Cameron L. Spitzer cls at truffula.sj.ca.us
Mon Dec 5 12:03:53 PST 2005


My quick read of this bill is that it's a tiny step in the
right direction.  Puts the approved buzzwords into law.
"Voter verified paper trail."

Unfortunately, I am not convinced that "voter verified paper trail"
is an adequate defense against the threat of rigged voting
equipment.  Only paper ballots that are verifiable by both
machine and people can do that, and "paper trail" stops
significantly short of that.

The only time the "voter" gets to "verify" the "paper trail"
is a glance at a paper tape under glass in the seconds after
she or he has just voted.  And [s]he never gets to look
at the whole "trail", only a tiny piece of it.
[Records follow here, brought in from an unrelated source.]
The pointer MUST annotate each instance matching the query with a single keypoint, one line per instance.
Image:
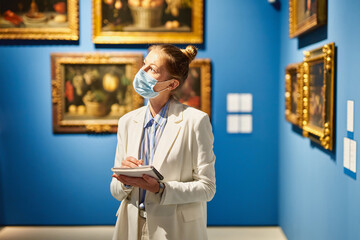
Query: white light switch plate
(350, 116)
(353, 156)
(239, 102)
(347, 153)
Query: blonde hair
(177, 60)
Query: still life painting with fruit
(31, 13)
(39, 19)
(91, 91)
(96, 91)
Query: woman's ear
(174, 84)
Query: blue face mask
(144, 85)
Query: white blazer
(185, 157)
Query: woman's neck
(156, 104)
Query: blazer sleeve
(203, 186)
(117, 188)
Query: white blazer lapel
(170, 133)
(135, 132)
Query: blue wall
(317, 199)
(49, 179)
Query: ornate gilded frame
(132, 62)
(294, 71)
(313, 21)
(148, 37)
(323, 135)
(205, 84)
(70, 33)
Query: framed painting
(318, 92)
(305, 15)
(39, 19)
(293, 93)
(91, 91)
(147, 21)
(196, 90)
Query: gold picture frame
(305, 15)
(37, 20)
(318, 95)
(196, 90)
(293, 93)
(91, 91)
(122, 22)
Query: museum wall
(318, 199)
(63, 179)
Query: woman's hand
(145, 182)
(131, 162)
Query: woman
(178, 141)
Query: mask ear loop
(165, 89)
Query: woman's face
(155, 66)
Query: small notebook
(138, 172)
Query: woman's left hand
(145, 182)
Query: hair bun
(190, 51)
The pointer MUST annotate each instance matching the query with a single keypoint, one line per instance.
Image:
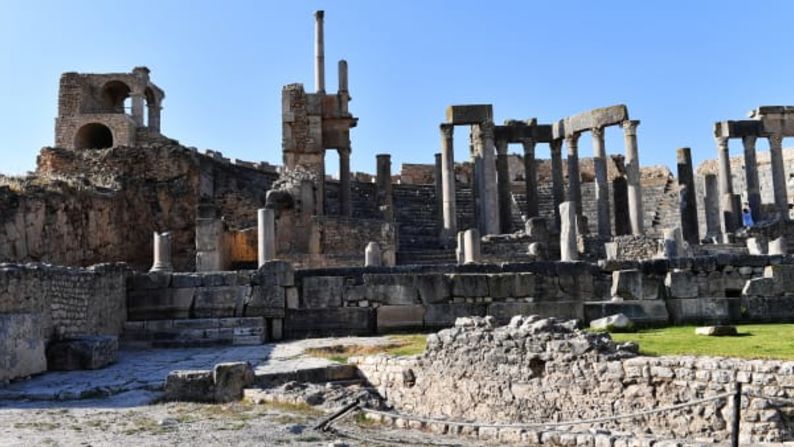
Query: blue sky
(678, 65)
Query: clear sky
(678, 65)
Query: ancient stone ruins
(124, 236)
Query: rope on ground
(427, 420)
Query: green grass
(756, 341)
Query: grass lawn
(399, 345)
(755, 341)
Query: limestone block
(190, 386)
(400, 317)
(391, 289)
(220, 302)
(627, 284)
(612, 322)
(90, 352)
(469, 285)
(681, 284)
(322, 292)
(230, 379)
(156, 304)
(433, 288)
(444, 315)
(21, 346)
(331, 321)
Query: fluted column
(530, 177)
(778, 175)
(751, 177)
(574, 182)
(557, 179)
(503, 185)
(633, 184)
(450, 226)
(601, 183)
(344, 181)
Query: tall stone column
(557, 179)
(601, 183)
(530, 177)
(711, 203)
(162, 253)
(569, 250)
(731, 216)
(636, 216)
(483, 138)
(383, 183)
(503, 188)
(574, 182)
(266, 235)
(137, 108)
(450, 226)
(687, 197)
(344, 182)
(751, 177)
(778, 175)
What we need, to solve the rigged equipment problem, is
a system that is INDEPENDENTLY AUDITABLE FROM ONE END TO THE OTHER,
and routine end to end audits.
I don't believe that can be done with proprietary software owned
by a vendor and kept secret from the public.  Nor is there really
any reason to do it that way.  (All we have is a *tradition*
known as the "non-competition doctrine" that says government will
never build something itself when it can buy it.)  Rigged equipment
with secret software can try to generate a fake "voter verified
paper trail," and can sometimes succeed.  "Voter verified paper trail"
makes cheating through rigged equipment *harder* but doesn't stop it.
(It's really tedious to lead you through an example of how
that might be done.  The OVC folks have done it.)
H.R.550 has "mandatory audits" but they are not end to end
so they can be just part of the show.  Unless I missed it,
H.R.550 doesn't address the problem of rigged tabulators.
It doesn't do any good to "hand recount" the "paper trail"
only to feed the recounted data into the same rigged tabulator.
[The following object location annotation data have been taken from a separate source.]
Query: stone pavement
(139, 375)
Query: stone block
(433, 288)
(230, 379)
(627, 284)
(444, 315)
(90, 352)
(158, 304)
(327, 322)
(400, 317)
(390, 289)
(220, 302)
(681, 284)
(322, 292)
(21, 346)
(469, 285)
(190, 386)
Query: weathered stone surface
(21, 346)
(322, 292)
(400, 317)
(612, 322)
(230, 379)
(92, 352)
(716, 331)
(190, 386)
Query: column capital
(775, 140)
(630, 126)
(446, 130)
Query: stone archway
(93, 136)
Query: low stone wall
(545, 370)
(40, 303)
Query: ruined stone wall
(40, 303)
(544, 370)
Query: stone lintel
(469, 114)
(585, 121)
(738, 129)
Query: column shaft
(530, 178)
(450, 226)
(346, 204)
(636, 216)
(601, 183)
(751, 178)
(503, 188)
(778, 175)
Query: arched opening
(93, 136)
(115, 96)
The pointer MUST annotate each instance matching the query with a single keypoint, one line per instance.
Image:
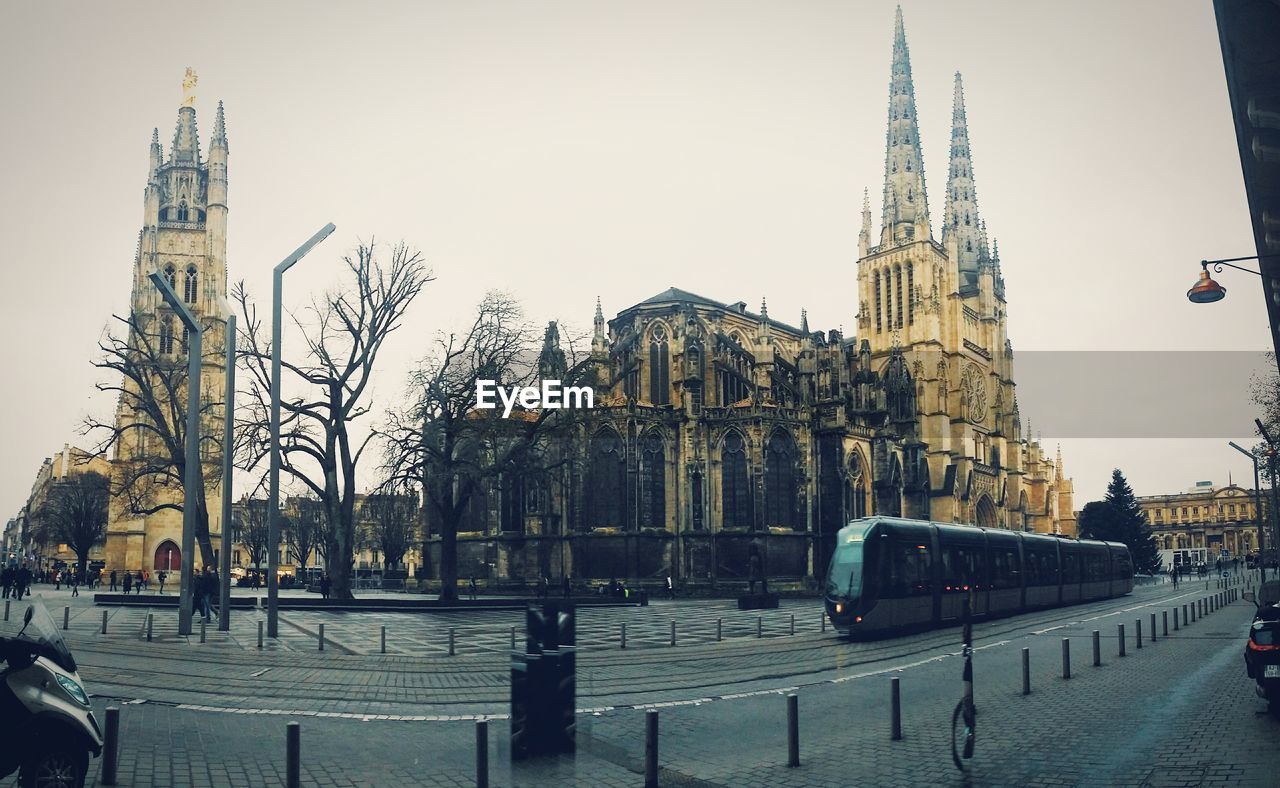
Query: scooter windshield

So the question of whether we should get behind this is really
whether we get behind half-steps.  It's better than nothing,
but will it make it harder to get truly trustworthy voting?

I think it's significant that Diebold and its competitors
are now lobbying *for* "voter verified paper trail" in
California.  They know it's either that or a real solution,
and they don't want the real solution.